Sometimes I think of the meh middle as large airliners that float down slowly. They don’t go down in flames in a Grey’s Anatomy-styled dramatic crash. Neither do they land perfectly. Some startups might land slightly off the runway and slide into the water. And we never hear from them again. We might hear about them when they’re young companies, but later? Nothing. Nada. Zip. By the way, you might like this article about failure: Is Failure Mandatory on the Road to Success?

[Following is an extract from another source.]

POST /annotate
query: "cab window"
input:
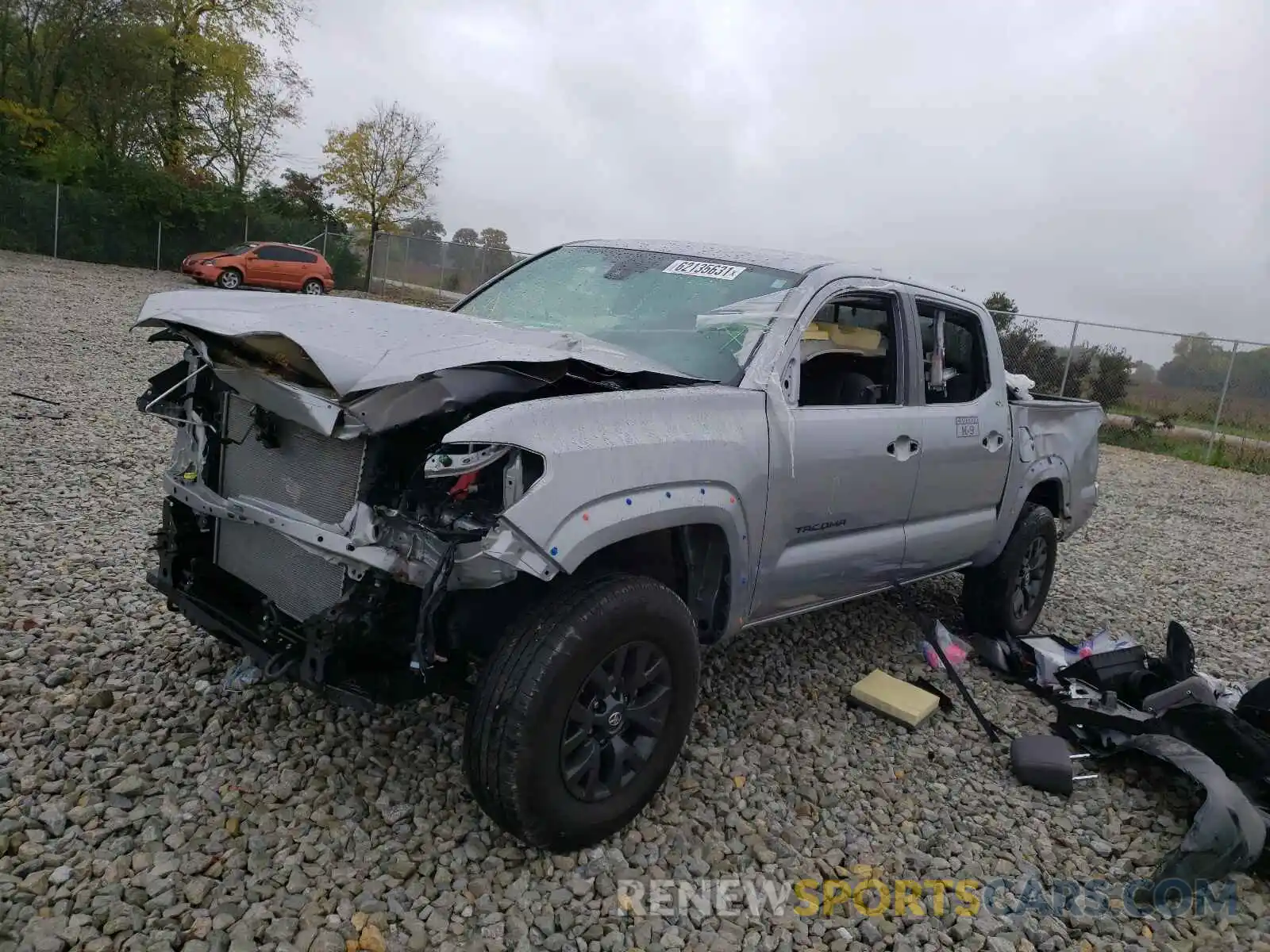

Where do the Meh Middle companies go?

Those meh middle companies do not go gentle into that good night as Dylan Thomas said. It’s more like they fade away. Their inventory is sold one day and like an old, sad Blockbuster store, they turn into a place that sells Bundt cakes. Maybe there are a couple of employees in the back, working to clean the place up. Maybe there’s just a guy with a shopping cart taking the used laptops out to the trunk of his SUV, hoping to sell them on eBay. And make a few bucks.

Nobody writes about the Meh Middle guys

Can you imagine a movie or novel about the meh middle guys? It would be like one of those performance art pieces where you watch someone sleep for eight hours. Chris Burden and Andy Warhol both actually did that, but that’s a story for another day. I’m not sure that with social media, people have the capacity to watch someone sleep for very long. We can’t stand to be bored for very long, can we? Even ten minutes of watching would be too much! Personally, I’m a big fan of learning from failure. You might like What Happens When You Focus on Failure and Creativity?

Not minnows, but not whales

As Shira Ovide says these meh middlers are not minnows. But they’re not whales either. They’re sort of like those child actors that you remember every once in a while in the shower. But where are they now? Luckily we have Google to help us remember and unearth photos of what they’ve been doing. We may not always have an accurate record of the companies that slide into oblivion, however. Is it too painful to focus on the startups that are neither dramatic successes or crazy failures?

Why should we care?

Like the dramatic failures, there’s gold to discover in the Meh Middle. If we forget what happened, we could repeat history. Because there were moments where something wonderful and good could have happened. And sometimes those in-betweeners turn things around and become glowing successes. Wouldn’t it be worthwhile to have a record of those companies, what went wrong, and what could have been?